Engineering lecturer at Solent University, Stephen Lamonby, 73, was sacked after 'positively stereotyping' Jews and saying black and Lithuanian students 'need extra help'

Solent University in Southampton (Wikimedia/Author Paul Heimann (GoG at German Wikipedia))

An employment tribunal has upheld a university’s decision to fire a lecturer who told a colleague that Jews were “the cleverest people” but that black and Lithuanian students “need extra help”.

Stephen Lamonby, 73, an engineering lecturer at Solent University in Southampton, argued that he should not have been dismissed in June last year for “positively stereotyping” Jews, but dons disagreed, saying it was still racist.

During the tribunal in Bristol, Lamonby accused complainant Dr Janet Bonar of “weaponising hurt feelings” after she reacted angrily to his comments on race and nationality, including his view that “Germans are good at engineering”. During his investigation meeting, he said: “Eskimos are good at fishing through ice”.

On her telling him that she had a degree in Physics, he said that, in his “experience, a capability in physics is a particular gift enjoyed by some Jewish people,” listing Albert Einstein as an example.

He said Bonar “did not respond well” when he asked if she was Jewish, stating: “I believe that the Jewish are the cleverest people in the world.
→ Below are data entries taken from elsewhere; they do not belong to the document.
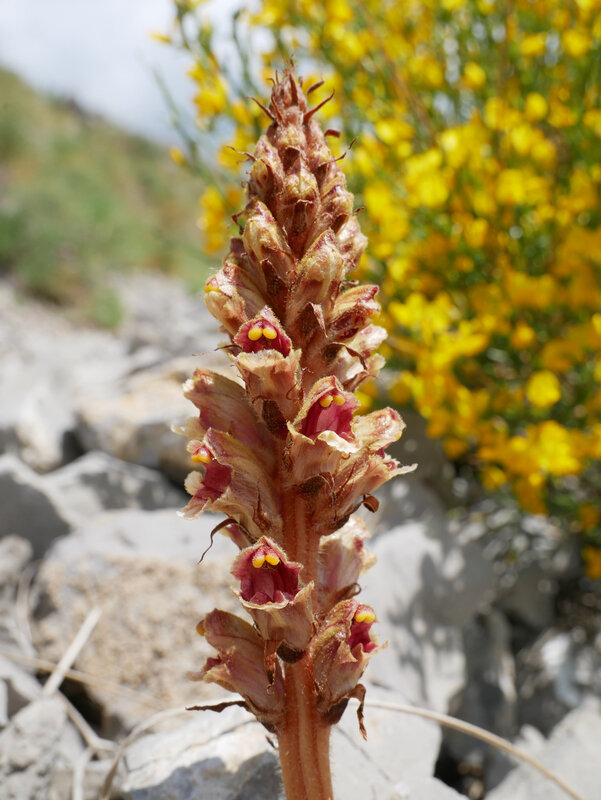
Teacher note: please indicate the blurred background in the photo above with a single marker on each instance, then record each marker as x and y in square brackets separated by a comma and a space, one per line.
[471, 137]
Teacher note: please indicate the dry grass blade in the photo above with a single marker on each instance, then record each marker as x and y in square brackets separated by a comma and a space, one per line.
[74, 649]
[77, 675]
[478, 733]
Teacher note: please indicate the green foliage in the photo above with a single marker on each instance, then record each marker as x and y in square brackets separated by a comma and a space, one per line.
[82, 200]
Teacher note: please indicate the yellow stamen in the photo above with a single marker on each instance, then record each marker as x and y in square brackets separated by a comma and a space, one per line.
[202, 457]
[254, 334]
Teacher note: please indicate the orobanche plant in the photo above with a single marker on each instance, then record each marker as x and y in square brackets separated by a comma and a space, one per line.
[282, 452]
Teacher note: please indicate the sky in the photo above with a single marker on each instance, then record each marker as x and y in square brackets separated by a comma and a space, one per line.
[100, 53]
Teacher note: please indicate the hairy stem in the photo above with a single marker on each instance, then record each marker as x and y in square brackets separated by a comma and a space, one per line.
[304, 738]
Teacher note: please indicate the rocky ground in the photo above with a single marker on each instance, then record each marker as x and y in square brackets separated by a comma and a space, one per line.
[90, 479]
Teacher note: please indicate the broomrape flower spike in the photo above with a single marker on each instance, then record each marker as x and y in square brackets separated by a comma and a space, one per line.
[282, 451]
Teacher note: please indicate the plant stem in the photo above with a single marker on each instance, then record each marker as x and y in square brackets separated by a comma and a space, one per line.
[304, 738]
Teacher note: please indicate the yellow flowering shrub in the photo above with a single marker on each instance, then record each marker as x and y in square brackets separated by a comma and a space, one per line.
[477, 128]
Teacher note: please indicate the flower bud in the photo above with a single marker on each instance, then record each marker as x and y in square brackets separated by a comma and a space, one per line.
[240, 665]
[343, 557]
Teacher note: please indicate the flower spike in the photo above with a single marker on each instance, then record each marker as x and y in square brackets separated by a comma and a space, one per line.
[283, 450]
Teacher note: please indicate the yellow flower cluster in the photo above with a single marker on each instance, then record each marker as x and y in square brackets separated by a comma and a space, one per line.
[478, 128]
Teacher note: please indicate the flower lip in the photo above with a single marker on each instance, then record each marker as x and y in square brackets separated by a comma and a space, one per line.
[263, 333]
[333, 411]
[265, 575]
[216, 478]
[360, 636]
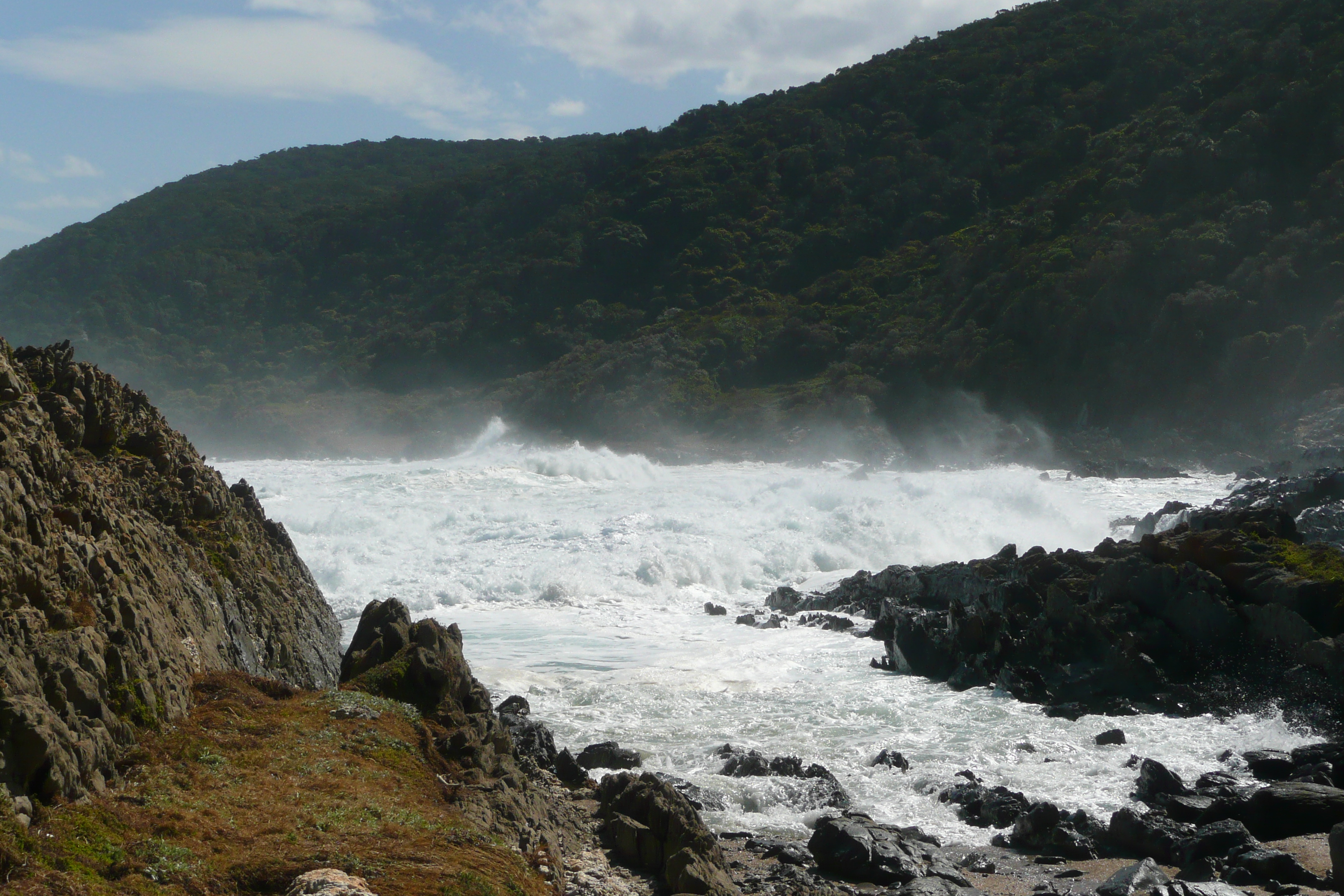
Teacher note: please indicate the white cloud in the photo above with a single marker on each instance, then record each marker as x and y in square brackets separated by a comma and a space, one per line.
[566, 108]
[759, 45]
[353, 13]
[284, 58]
[61, 201]
[76, 167]
[17, 226]
[20, 164]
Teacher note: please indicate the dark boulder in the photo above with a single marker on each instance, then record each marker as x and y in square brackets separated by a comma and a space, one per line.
[429, 672]
[749, 765]
[1269, 765]
[1151, 835]
[1214, 841]
[823, 788]
[608, 756]
[1156, 781]
[569, 770]
[1139, 878]
[515, 706]
[1189, 808]
[531, 741]
[1265, 864]
[657, 827]
[857, 848]
[1046, 829]
[701, 798]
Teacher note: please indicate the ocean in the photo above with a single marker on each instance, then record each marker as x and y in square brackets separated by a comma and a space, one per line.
[578, 577]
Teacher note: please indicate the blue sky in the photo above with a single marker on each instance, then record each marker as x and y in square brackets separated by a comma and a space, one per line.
[100, 102]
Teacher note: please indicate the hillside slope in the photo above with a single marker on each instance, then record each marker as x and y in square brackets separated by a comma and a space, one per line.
[127, 568]
[1084, 210]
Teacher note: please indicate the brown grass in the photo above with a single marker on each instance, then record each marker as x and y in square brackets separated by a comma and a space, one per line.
[256, 788]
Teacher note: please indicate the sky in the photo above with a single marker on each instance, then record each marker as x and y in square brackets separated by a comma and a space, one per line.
[104, 101]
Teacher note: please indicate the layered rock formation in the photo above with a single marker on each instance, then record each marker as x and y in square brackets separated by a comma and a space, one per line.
[1233, 598]
[127, 566]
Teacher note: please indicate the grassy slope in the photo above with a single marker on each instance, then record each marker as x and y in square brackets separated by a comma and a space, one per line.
[256, 788]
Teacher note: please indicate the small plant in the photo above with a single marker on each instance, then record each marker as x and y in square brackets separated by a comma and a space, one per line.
[166, 862]
[211, 759]
[469, 884]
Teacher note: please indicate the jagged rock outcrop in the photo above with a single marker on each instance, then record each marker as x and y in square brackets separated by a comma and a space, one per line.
[423, 664]
[127, 566]
[652, 824]
[1232, 597]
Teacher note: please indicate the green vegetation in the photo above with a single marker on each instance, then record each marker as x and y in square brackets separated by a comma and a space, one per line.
[256, 788]
[1132, 207]
[1320, 562]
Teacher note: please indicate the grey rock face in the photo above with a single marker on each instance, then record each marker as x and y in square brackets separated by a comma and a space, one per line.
[1140, 876]
[127, 566]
They are much maligned because of it. I asked if you were Jewish because of your ability with maths/physics etc. which is a specialty of theirs.”

In cross-examination, he said that he was “excited to think she might be one of them, excited to meet a Jewish physicist, who had been my heroes since boyhood”.

At the investigation meeting he referred to having worked in the film industry “which is largely Jewish” and in reference to the Manhattan Project to develop a nuclear bomb, said “they [Jews] have a special mind”.

Lamonby said he had been “clumsy to enquire [of] her [Bonar’s] ethnicity” and suggested he be given a formal written warning instead, but the tribunal said the university was within its rights to dismiss him for gross misconduct.